Encrypting data at rest

To meet GDPR requirements , all data stored in databases must be encrypted. OneSpan Risk Analytics is fully compatible with Oracle Transparent Data Encryption (TDE) to enforce GDPR requirements for encrypting data at rest.

For a description of the concepts, refer to the Oracle product documentation.

Encrypting data at rest with Oracle TDE

Oracle TDE is part of the Advanced Security option of Oracle Database Enterprise Edition. It encrypts Oracle data files on the hardware storage, thus preventing theft of data files or hardware storage. Data is encrypted on the fly when written to hardware, and decrypted when read from hardware, all fully transparently. Oracle clients do not need to use encryption keys to read or write data. Prevention of unauthorized access to data is not addressed by Oracle TDE; as encryption keys are used to encrypt data on the hardware storage, a user cannot read or modify the data without these keys. For more details, refer to the Oracle Database product documentation.

OneSpan Risk Analytics supports Oracle TDE data encryption at the tablespace level; this mode is transparent to applications.

The encryption keys are stored in a wallet, which can be either a software keystore or a hardware security module (HSM) keystore. If a software keystore is used, the keys must not be stored on the same hardware device as the data. Different types of software keystores can be used: password-based, auto-login, or local auto-login keystores. The best choice depends on balancing the security level against the ease of administration.

For more information on keystores, refer to the Oracle Database product documentation.

Creating an encrypted tablespace

Oracle TDE encrypts data at the tablespace level, which results in encrypted data files at the operating system level. We recommend that you create BIGFILE data files for considerations of performance and ease of administration.

A dedicated data file and tablespace must be created before installing the application, for more information refer to the OneSpan Risk Analytics Installation Guide. The name of this tablespace must be defined as DEFAULT PERMANENT TABLESPACE in the database properties when the OneSpan Risk Analytics database is created by the Database Deployment Tool.

If TDE is used, this tablespace should be encrypted at the time of creation. For more information on creating an encrypted new tablespace, refer to the Oracle Database product documentation.

Installing OneSpan Risk Analytics with TDE enabled

To install OneSpan Risk Analytics on Oracle with TDE enabled at tablespace level outlines the required steps to install OneSpan Risk Analytics on Oracle with TDE enabled.

To install OneSpan Risk Analytics on Oracle with TDE enabled at tablespace level

1. Install Oracle Database Enterprise Edition.

   RAC, Dataguard, RMAN, and other Oracle products are compatible with TDE.

2. Create a database.

   TDE is compatible with both multi-tenant and single-tenant applications.

3. Create a wallet for key management; this can be either a software or hardware keystore.
4. Create an encrypted tablespace using an encryption key and an algorithm.
5. In the database properties, declare this tablespace as DEFAULT PERMANENT TABLESPACE.
6. Install OneSpan Risk Analytics.
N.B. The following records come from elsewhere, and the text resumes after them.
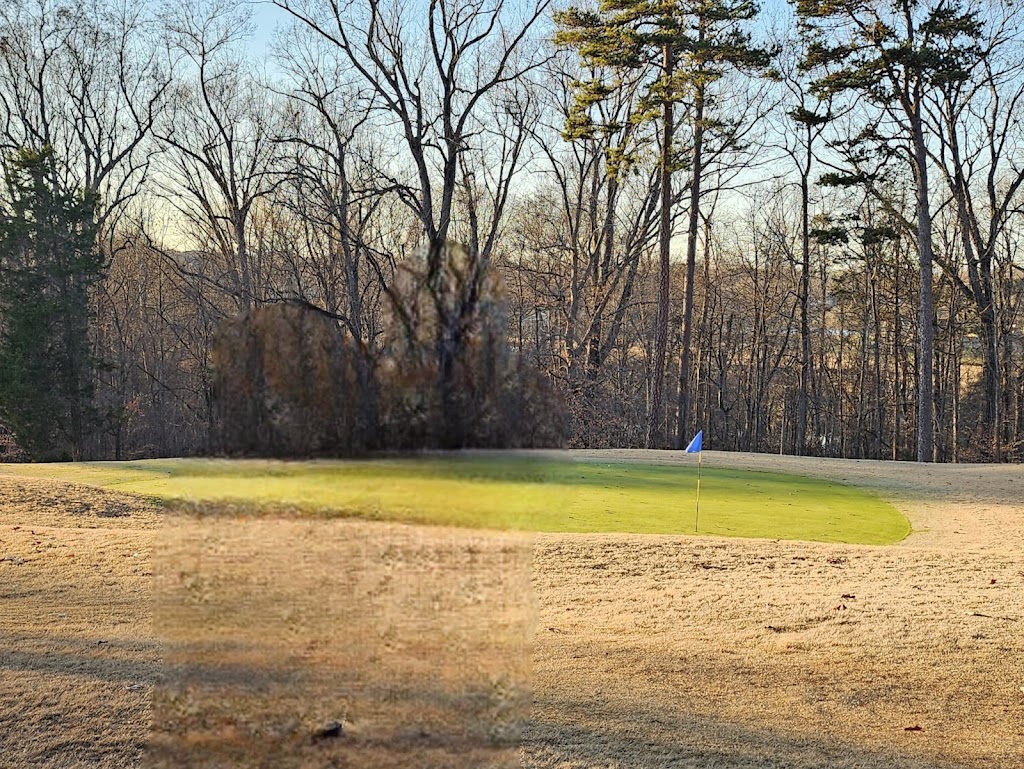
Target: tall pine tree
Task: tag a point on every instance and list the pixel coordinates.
(686, 46)
(891, 52)
(48, 262)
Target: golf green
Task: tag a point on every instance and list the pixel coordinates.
(512, 492)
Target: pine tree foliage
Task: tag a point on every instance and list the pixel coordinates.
(48, 263)
(893, 52)
(681, 47)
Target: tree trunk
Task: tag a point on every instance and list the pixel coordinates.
(693, 228)
(926, 327)
(664, 238)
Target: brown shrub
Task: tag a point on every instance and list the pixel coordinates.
(284, 384)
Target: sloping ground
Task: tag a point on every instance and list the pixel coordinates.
(78, 659)
(649, 651)
(686, 652)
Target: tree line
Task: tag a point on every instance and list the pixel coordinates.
(512, 223)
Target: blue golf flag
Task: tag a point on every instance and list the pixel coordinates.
(696, 443)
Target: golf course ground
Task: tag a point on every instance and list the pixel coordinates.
(546, 610)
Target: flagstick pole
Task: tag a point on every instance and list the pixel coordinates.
(696, 518)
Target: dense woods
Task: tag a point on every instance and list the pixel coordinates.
(512, 222)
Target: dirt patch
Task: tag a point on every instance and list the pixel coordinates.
(78, 658)
(648, 651)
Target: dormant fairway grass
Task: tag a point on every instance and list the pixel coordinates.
(503, 492)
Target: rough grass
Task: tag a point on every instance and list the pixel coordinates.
(647, 651)
(532, 493)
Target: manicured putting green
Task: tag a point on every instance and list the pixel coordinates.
(509, 492)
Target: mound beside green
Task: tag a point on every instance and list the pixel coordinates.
(503, 492)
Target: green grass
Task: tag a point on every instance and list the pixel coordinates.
(500, 492)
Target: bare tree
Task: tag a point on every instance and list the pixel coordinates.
(449, 79)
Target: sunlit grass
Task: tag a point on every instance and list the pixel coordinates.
(505, 492)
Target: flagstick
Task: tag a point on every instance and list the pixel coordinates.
(696, 518)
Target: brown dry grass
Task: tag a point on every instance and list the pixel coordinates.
(648, 651)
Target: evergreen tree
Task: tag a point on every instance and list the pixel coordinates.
(892, 52)
(48, 262)
(686, 45)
For detailed instructions, refer to the OneSpan Risk Analytics Installation Guide.

Application performance and storage with Oracle TDE

Application performance may vary when Oracle TDE is used. The processor overhead is actually low when the database server is fitted with processors that include built-in encryption functions (Intel AES-NI, Oracle SPARC T4/T5). On Linux, this extension’s availability can be checked with cat /proc/cpuinfo | grep aes. Specific tests have shown no significant space overhead when TDE is enabled.